= Rabbinically prohibited activities of Shabbat =

Activities prohibited on Shabbat by rabbinic decree

In Jewish religious law (halakha), Jews are commanded to rest on Shabbat, and refrain from performing certain types of work. Some of the activities are considered to be prohibited by biblical law (the 39 Melachot), while others became prohibited later on, due to rabbinic decrees. These rabbinic Shabbat prohibitions are collectively known as shevut (שבות).

The rabbinic prohibitions fall into several categories: activities not in the spirit of Shabbat; activities which closely resemble a forbidden activity; activities which could lead one to perform a prohibited activity; or activities whose biblical permissibility is debated, so avoiding the activity allows one to keep Shabbat according to all rabbinic opinions.

As with most areas of Halacha, Orthodox Jews tend to observe these prohibitions more stringently than non-Orthodox Jews.

==Muktzeh==

Certain items may not be moved or eaten on Shabbat because they are classified as muktzeh (off-limits). Reasons for items being considered muktzeh include their main use being a violation of Shabbat, the act of moving them risking a Shabbat violation, or if they were produced during Shabbat in violation of Shabbat.

==Money==
Although the use of money on Shabbat is not directly forbidden in the Torah, its use has long been condemned by the sages. Money is the very matter of business, and conducting or even discussing business on Shabbat is a rabbinically prohibited act. Additionally, many business transactions are customarily recorded on paper, and writing is one of the 39 melachot.

==Amirah L'akkum==
It is rabbinically forbidden for a Jew to tell a non-Jew to do an activity forbidden on the Sabbath, regardless of whether the instruction was given on the Sabbath or beforehand. The reason is that otherwise, the sanctity of the Sabbath would be diminished, as any activity desired could be performed via proxy.

It is also forbidden to benefit on Sabbath from such an activity, regardless of whether the non-Jew was instructed to do so or not. However, if the non-Jew does an activity for himself, a Jew may benefit from it.

===Exceptions===
Both "instruct" and "benefit" are defined here strictly. This gives rise to the following leniency: One may hint a non-Jew to turn off a light interfering with one's sleep, since eliminating a nuisance (the light) is not considered a benefit. Hinting may be done, for example, by saying: "The light is on." Another example of a non-benefit is turning on a light if there already is a minimal amount of light present. This is because an increased ease of function is not considered a benefit.

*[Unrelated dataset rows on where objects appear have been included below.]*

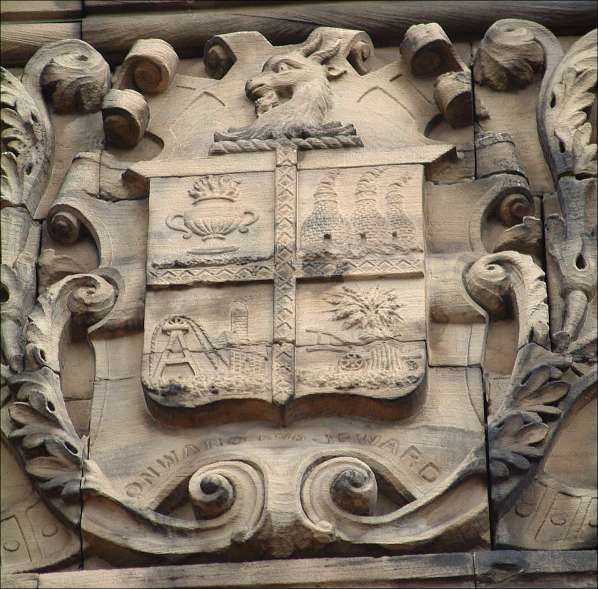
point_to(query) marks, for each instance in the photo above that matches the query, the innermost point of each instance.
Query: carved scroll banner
(299, 301)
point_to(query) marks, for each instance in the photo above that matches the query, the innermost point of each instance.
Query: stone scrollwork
(26, 144)
(72, 77)
(228, 498)
(149, 67)
(292, 97)
(509, 55)
(76, 77)
(38, 417)
(567, 96)
(508, 281)
(339, 498)
(321, 377)
(86, 297)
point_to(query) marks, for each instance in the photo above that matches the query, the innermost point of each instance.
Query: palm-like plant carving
(374, 310)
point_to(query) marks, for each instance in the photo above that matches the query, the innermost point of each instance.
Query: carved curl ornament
(346, 493)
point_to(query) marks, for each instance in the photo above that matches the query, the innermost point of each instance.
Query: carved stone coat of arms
(300, 272)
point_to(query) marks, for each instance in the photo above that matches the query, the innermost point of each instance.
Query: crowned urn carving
(215, 212)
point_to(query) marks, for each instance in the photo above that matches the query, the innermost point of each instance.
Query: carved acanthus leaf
(26, 144)
(509, 56)
(497, 278)
(42, 420)
(74, 78)
(85, 296)
(565, 101)
(573, 97)
(523, 425)
(335, 513)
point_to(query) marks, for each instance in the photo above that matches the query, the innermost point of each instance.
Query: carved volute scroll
(299, 298)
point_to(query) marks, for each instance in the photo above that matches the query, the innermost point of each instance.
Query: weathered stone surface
(301, 300)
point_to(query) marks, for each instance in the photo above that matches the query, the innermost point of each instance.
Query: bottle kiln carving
(291, 344)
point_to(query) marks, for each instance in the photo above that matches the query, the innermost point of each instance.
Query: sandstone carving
(304, 300)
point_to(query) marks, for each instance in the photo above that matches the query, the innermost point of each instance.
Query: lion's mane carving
(292, 96)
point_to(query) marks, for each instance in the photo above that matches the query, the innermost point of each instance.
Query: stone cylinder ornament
(452, 93)
(150, 66)
(126, 117)
(428, 50)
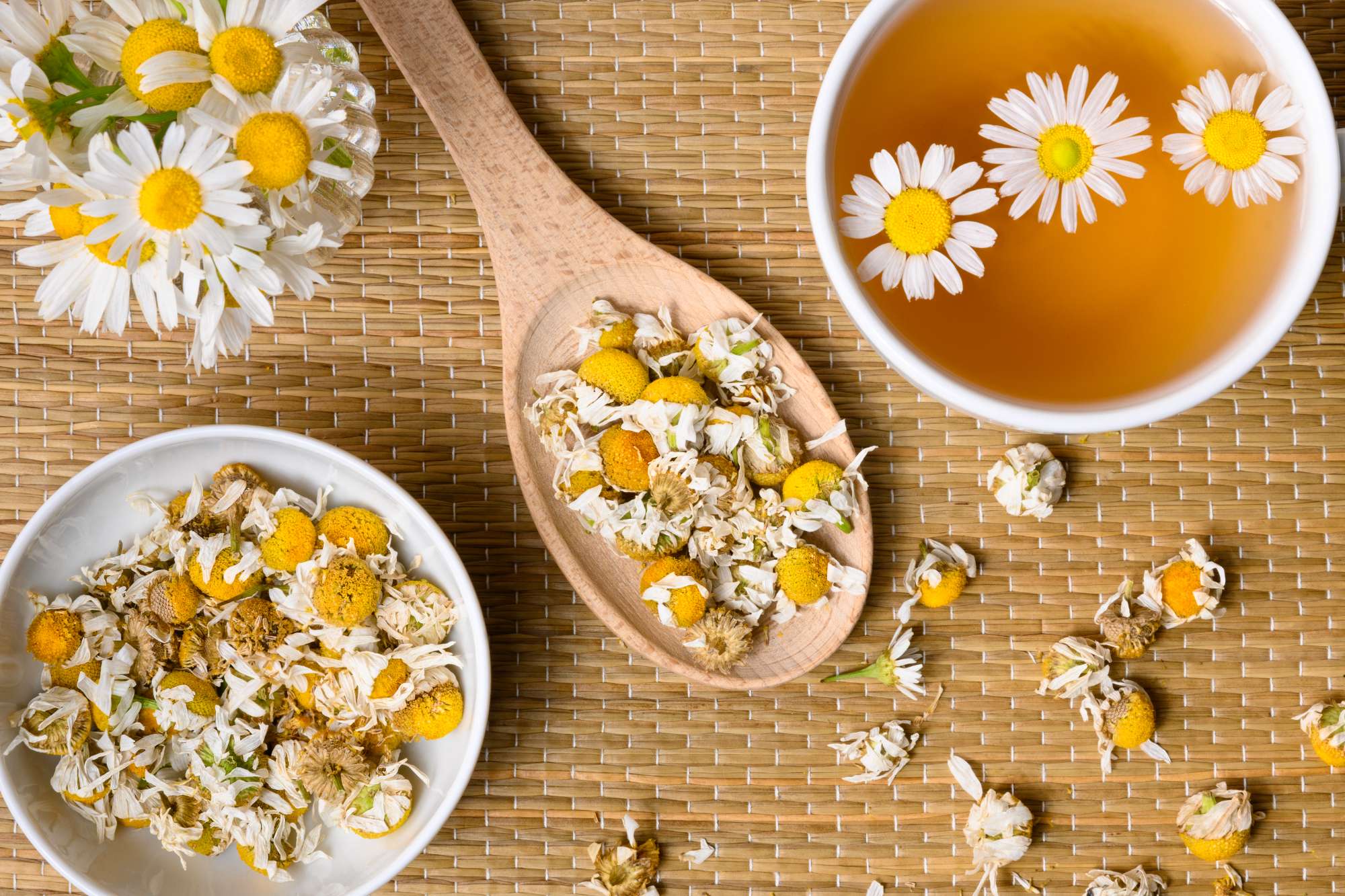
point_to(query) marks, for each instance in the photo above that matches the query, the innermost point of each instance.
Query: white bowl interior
(85, 521)
(1268, 29)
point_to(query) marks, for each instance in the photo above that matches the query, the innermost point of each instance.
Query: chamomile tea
(1149, 291)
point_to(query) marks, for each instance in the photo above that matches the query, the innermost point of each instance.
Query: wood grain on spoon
(555, 251)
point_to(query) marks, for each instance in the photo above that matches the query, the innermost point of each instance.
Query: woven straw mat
(689, 122)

When the activity desired is itself only rabbinically prohibited, it may be permitted to tell a non-Jew to perform the activity for important reasons, such as a communal benefit (such as a power outage in the synagogue) or a mitzvah (such as circumcision). This principle is known as shevut deshevut bimkom mitzvah. There are also leniencies in the event of a sick person, generally defined as an adult who is bound to bed due to the illness or discomfort among young children.

==Electricity==

The use of electricity on Shabbat is generally considered forbidden among Orthodox Jews. There is extensive debate regarding the source of this prohibition. According to most opinions, the prohibition is rabbinic. (Some uses of electricity may also involve a biblical prohibition, for example incandescent light bulbs, or cooking on an electric stove.) Orthodox rabbis determined that turning on and off electric lights and appliances should be forbidden because the actions are too similar to the kindling or extinguishing of a flame which are two of the Shabbat prohibitions laid out by the Mishnah.